San Diego-Raised Superstar Chef Brings New Meaning To Home Cooking
San Diego, CA - You've heard that you can't go home again? Watch elite chef Todd Allison prove the fallacy of that saying. Allison, whose kitchen artistry has inspired hosannas like "Marvelous flavor!" "What a creative menu" and "He relit the kitchen fire!" is coming home to San Diego. AND he's taking center stage as Anthology's new executive chef starting July 19.
This culinary veteran already has some major plans for the fine dining restaurant known as one of the top music clubs in America and as a restaurant where the music is a finely tuned as the music. He's up for the challenge. "I am about to test San Diego's palate," Chef Allison said. "I want to change the whole menu. I'm starting to plan and I'll see what I can get away with."
Mystery doesn't surround everything on the future menu though. Chef Allison will definitely wow Anthology diners with his signature Cranberry-Pistachio Pesto and his unusual use of Harissa spice, a chili paste made from the North African Piri Piri pepper. Foodies know this piquant pepper delivers a pleasant heat on the end of dishes.
Allison also plans to incorporate his favorite fish, Loup de Mer, which translates to "Wolf of the Sea," a perfect description for a dish that will have everyone howling in delight. But don't expect Allison to be a one-note chef. Like many of the musicians who grace the Anthology stage nightly, he plans to improvise freely. "I don't like getting stuck with a signature dish," Chef Allison said. "I want to have multi-use spices and pastes that you can use on a wide range of things. I've used harissa on chicken sandwiches and cheese plates and fish dishes. It goes with everything."
But Chef Allison isn't just shaking up things in the kitchen, he has a reputation for innovative cocktails as well. At his former restaurant, Checkers Hilton, Chef Allison experimented with truffle-infused rum and simple syrups mixed with peppers. Consequently, Chef Allison is bringing that same enthusiasm to Anthology's drink menu so diners are sure to sing his praises for his drinks as well as his dinners.
Some things are staying the same. Chef Allison will continue the cuisine standards of Anthology, especially in regards to the restaurant's sustainable, market-driven food focus and campaign to support local farmers and fishermen.

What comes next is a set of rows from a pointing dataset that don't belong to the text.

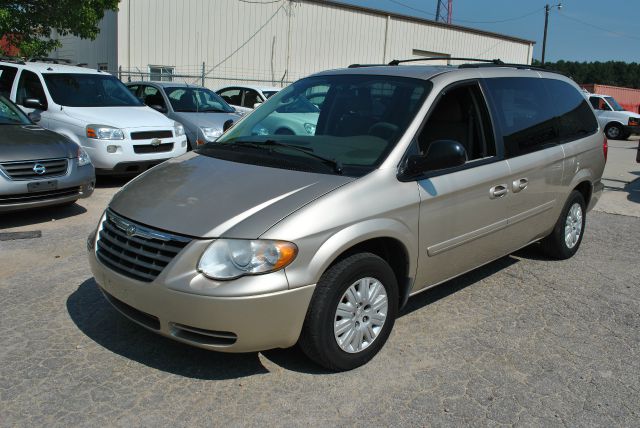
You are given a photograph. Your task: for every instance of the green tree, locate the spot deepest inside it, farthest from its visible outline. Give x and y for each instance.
(28, 24)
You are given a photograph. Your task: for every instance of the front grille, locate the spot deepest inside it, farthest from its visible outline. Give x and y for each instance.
(136, 251)
(149, 148)
(39, 196)
(26, 170)
(147, 135)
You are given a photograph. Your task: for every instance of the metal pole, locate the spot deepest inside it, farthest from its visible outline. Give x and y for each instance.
(546, 24)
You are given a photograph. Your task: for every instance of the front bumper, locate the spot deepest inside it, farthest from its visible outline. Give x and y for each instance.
(78, 182)
(230, 324)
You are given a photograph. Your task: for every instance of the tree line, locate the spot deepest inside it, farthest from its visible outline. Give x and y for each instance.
(614, 73)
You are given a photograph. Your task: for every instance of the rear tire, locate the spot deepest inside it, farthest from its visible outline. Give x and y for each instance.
(565, 239)
(351, 314)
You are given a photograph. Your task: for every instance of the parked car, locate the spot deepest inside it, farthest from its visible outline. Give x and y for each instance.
(246, 98)
(413, 175)
(39, 167)
(200, 110)
(96, 111)
(618, 123)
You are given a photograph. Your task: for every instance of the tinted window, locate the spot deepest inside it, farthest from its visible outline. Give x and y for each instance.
(524, 113)
(574, 117)
(29, 86)
(89, 90)
(7, 76)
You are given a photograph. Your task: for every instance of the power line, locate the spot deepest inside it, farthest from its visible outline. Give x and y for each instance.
(571, 18)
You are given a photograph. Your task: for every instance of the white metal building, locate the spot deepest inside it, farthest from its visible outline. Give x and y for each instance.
(269, 42)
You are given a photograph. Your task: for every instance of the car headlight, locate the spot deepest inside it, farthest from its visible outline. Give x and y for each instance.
(211, 133)
(103, 132)
(83, 157)
(178, 129)
(228, 259)
(310, 128)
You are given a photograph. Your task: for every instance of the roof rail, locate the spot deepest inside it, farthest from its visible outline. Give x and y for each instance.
(445, 58)
(51, 60)
(12, 59)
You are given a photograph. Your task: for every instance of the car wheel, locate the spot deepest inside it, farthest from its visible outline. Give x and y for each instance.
(352, 312)
(613, 131)
(567, 234)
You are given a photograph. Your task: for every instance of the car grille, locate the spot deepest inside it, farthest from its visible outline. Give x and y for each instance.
(25, 170)
(136, 251)
(149, 148)
(39, 196)
(147, 135)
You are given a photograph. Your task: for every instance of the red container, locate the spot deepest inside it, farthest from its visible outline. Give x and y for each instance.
(626, 97)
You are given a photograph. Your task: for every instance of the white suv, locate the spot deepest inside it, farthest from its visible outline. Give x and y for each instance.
(94, 109)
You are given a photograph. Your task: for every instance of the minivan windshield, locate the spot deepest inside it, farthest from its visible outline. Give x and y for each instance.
(338, 124)
(614, 104)
(196, 100)
(89, 90)
(10, 114)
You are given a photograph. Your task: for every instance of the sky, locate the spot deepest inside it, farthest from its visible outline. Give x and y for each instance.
(583, 30)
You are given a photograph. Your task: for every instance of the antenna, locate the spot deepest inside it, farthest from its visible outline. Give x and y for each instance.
(444, 7)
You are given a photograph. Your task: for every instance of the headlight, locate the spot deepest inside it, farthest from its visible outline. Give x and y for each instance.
(310, 128)
(83, 157)
(102, 132)
(178, 129)
(228, 259)
(211, 133)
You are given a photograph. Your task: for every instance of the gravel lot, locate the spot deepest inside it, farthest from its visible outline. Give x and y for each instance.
(522, 341)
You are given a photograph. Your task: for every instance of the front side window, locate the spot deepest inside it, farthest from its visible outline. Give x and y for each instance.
(525, 114)
(7, 76)
(29, 86)
(10, 115)
(196, 100)
(89, 90)
(461, 115)
(351, 134)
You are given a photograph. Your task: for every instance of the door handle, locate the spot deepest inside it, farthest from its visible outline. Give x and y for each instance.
(520, 184)
(498, 191)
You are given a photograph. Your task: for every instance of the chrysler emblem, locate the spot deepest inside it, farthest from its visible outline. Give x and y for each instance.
(131, 230)
(39, 169)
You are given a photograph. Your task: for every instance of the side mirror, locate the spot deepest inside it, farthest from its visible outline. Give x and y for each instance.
(441, 154)
(159, 108)
(35, 116)
(33, 103)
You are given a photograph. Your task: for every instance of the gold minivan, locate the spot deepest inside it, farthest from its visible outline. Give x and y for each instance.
(400, 178)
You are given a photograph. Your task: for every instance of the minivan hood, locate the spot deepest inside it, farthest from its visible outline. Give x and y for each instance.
(206, 197)
(31, 142)
(120, 117)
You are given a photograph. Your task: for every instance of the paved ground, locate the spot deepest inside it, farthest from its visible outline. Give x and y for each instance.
(523, 341)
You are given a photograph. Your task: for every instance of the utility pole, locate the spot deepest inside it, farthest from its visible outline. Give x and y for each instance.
(547, 8)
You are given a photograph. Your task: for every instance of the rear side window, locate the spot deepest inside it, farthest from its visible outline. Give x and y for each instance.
(523, 110)
(7, 76)
(575, 119)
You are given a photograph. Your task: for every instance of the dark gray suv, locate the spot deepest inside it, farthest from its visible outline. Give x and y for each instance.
(39, 167)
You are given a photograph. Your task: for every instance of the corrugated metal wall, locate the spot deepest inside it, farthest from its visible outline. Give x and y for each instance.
(281, 41)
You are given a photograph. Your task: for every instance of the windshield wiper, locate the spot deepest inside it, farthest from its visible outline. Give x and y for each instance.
(335, 164)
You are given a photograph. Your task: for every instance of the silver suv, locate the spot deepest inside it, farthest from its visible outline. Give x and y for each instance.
(404, 177)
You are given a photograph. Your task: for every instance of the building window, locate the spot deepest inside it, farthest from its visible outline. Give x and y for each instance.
(161, 73)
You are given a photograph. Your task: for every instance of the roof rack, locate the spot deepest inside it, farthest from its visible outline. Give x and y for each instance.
(12, 59)
(446, 58)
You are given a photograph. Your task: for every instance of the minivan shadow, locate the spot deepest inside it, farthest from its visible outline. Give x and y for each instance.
(39, 215)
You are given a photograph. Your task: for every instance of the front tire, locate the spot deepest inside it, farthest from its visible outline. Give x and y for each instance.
(351, 313)
(565, 239)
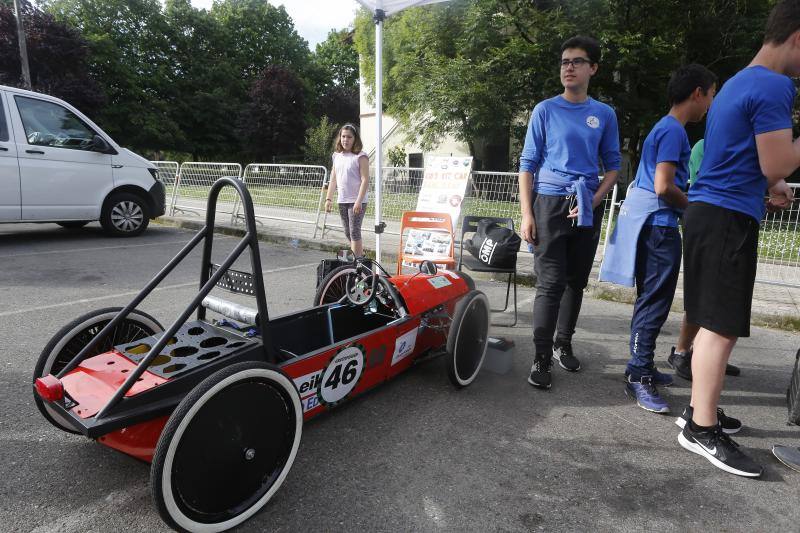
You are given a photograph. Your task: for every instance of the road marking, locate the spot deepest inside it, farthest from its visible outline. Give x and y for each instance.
(123, 246)
(131, 293)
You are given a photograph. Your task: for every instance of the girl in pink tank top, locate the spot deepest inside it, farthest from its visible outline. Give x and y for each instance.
(350, 173)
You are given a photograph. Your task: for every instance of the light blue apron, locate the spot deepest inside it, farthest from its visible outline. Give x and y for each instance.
(619, 258)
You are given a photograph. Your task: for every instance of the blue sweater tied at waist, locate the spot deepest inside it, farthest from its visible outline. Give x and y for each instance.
(552, 182)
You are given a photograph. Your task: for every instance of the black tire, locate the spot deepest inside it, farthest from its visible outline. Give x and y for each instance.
(72, 338)
(125, 215)
(468, 339)
(227, 448)
(333, 287)
(73, 224)
(793, 392)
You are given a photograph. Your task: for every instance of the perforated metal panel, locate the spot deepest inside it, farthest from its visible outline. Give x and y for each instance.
(235, 281)
(195, 344)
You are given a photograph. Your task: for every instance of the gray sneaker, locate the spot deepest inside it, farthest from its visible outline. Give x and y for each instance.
(566, 359)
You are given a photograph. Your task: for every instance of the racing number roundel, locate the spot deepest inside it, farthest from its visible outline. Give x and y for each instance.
(341, 375)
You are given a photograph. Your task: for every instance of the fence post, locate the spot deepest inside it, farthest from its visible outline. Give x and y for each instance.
(610, 220)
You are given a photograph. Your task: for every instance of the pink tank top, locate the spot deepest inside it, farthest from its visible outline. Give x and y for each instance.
(348, 176)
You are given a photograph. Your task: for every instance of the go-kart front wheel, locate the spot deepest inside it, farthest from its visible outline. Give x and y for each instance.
(468, 339)
(227, 448)
(73, 337)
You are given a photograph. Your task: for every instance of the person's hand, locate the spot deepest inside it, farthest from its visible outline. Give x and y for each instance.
(528, 229)
(597, 199)
(780, 197)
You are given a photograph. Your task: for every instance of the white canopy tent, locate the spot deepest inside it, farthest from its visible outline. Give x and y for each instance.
(380, 10)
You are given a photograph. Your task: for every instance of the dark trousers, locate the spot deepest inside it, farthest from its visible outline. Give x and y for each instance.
(658, 261)
(563, 258)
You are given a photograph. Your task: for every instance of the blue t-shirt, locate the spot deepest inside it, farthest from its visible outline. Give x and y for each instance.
(667, 142)
(566, 141)
(756, 100)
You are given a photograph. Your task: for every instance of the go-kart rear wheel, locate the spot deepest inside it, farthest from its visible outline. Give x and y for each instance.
(227, 448)
(468, 339)
(73, 337)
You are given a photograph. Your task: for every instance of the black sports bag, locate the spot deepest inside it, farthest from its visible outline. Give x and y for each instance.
(494, 245)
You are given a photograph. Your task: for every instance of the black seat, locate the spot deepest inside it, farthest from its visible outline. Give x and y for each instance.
(470, 225)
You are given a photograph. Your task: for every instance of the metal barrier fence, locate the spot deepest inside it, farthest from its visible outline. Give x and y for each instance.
(286, 192)
(779, 245)
(168, 174)
(194, 183)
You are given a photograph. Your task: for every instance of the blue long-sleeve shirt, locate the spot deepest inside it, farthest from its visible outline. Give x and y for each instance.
(566, 141)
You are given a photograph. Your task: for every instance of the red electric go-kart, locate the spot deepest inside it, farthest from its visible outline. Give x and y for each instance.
(217, 406)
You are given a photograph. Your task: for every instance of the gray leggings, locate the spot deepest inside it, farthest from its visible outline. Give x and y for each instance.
(352, 221)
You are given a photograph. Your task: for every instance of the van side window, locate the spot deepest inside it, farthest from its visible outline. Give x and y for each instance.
(3, 127)
(49, 124)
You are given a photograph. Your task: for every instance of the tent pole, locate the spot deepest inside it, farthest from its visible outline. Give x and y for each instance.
(380, 15)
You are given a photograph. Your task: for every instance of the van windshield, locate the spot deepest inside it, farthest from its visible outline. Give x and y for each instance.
(49, 124)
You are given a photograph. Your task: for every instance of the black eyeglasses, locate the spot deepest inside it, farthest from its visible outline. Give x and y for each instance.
(577, 62)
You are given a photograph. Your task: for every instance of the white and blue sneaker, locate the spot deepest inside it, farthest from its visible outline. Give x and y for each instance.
(645, 393)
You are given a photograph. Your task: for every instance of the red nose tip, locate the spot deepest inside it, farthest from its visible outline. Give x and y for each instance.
(50, 388)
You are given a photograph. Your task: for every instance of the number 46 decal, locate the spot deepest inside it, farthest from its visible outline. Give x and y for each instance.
(341, 375)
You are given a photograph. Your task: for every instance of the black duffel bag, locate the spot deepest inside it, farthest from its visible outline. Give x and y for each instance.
(494, 245)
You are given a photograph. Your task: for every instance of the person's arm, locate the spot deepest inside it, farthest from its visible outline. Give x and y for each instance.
(528, 228)
(665, 188)
(778, 156)
(529, 162)
(331, 190)
(610, 155)
(363, 168)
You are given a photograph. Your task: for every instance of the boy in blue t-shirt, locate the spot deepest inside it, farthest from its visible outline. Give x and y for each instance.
(748, 152)
(568, 137)
(653, 205)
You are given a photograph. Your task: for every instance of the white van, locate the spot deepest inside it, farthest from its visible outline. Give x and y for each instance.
(56, 165)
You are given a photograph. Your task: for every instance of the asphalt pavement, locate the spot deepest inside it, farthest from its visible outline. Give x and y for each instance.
(413, 455)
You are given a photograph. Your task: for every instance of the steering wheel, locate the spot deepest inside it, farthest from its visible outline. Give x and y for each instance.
(361, 285)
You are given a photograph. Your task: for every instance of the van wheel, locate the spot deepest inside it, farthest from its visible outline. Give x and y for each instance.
(124, 215)
(73, 224)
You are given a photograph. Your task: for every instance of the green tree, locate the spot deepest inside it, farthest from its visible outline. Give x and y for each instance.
(272, 122)
(58, 57)
(338, 59)
(204, 89)
(258, 34)
(474, 69)
(129, 52)
(319, 143)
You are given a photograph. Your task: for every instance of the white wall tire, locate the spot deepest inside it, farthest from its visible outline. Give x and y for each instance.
(468, 339)
(220, 484)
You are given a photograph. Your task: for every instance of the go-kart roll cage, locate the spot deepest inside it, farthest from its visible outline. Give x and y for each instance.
(207, 283)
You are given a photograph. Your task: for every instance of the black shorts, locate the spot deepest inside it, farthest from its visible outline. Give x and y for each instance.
(719, 268)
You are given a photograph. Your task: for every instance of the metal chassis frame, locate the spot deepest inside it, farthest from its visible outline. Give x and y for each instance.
(109, 416)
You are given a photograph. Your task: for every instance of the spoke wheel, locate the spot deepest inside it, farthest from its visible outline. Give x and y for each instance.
(227, 448)
(127, 216)
(468, 339)
(333, 288)
(72, 338)
(124, 215)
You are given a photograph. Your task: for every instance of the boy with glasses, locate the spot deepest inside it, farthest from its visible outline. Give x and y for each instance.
(748, 152)
(568, 137)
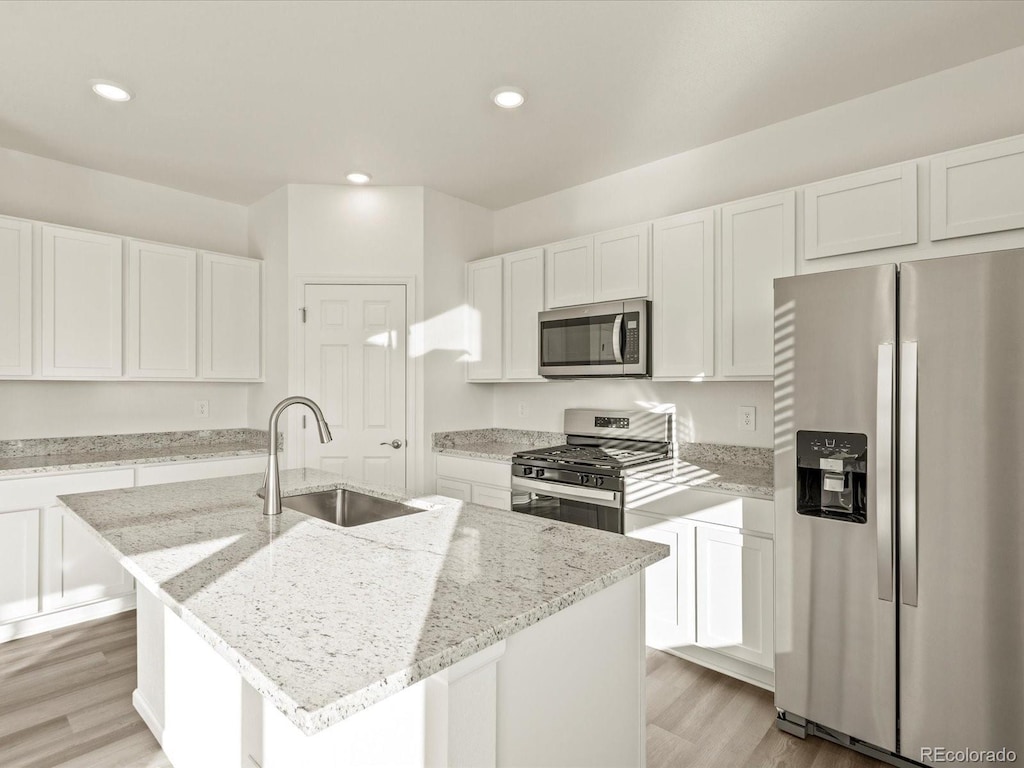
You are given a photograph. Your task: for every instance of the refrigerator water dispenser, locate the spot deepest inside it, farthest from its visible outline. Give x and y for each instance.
(832, 475)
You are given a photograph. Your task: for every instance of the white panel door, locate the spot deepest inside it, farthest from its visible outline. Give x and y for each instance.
(978, 189)
(18, 563)
(231, 324)
(483, 333)
(670, 583)
(683, 307)
(758, 245)
(82, 289)
(15, 297)
(78, 568)
(735, 594)
(161, 329)
(355, 342)
(569, 272)
(861, 212)
(523, 300)
(621, 263)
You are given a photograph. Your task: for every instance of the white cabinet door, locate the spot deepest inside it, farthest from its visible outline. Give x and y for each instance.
(621, 263)
(861, 212)
(15, 297)
(231, 318)
(523, 300)
(978, 189)
(569, 272)
(758, 245)
(82, 289)
(683, 309)
(735, 594)
(78, 568)
(161, 332)
(18, 563)
(483, 335)
(670, 583)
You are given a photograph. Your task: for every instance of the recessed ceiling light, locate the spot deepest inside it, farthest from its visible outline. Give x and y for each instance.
(111, 91)
(508, 97)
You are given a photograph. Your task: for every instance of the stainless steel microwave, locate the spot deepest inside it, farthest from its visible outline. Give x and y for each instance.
(611, 339)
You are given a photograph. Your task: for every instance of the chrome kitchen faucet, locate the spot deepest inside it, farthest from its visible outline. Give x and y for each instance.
(271, 480)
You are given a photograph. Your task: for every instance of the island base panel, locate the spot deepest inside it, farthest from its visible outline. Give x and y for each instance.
(566, 691)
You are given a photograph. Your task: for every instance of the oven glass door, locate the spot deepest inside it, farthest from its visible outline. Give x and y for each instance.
(590, 342)
(586, 507)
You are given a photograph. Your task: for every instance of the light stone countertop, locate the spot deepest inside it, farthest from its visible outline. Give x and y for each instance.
(325, 621)
(494, 443)
(41, 456)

Anthology fits in with Chef Allison in more ways than one. When he's not composing culinary masterpieces, this lifelong music fan loves playing the piano, drums and guitar. Even more important: This award-winning California chef is like his menu, locally raised. He spent his childhood on the beaches and back roads of Coronado. When he grew older, he moved to Scottsdale to pursue his education at that city's branch of the Culinary Le Cordon Bleu. While attending school, he worked as Tournant Chef at Mary Elaine's at The Phonecian Resort and Spa where he won multiple honors including, the Mobile 5-Star, Triple A 5-Diamond and the Grand Wine Spectator awards. After that, Chef Allison took his position of leadership as Sous Chef at Aqua at St. Regis Monarch Beach in Dana Point. Two years later, he moved to Laguna Beach to work as Chef de Cuisine at Bollinger's before his latest gig as Executive Chef at Checkers.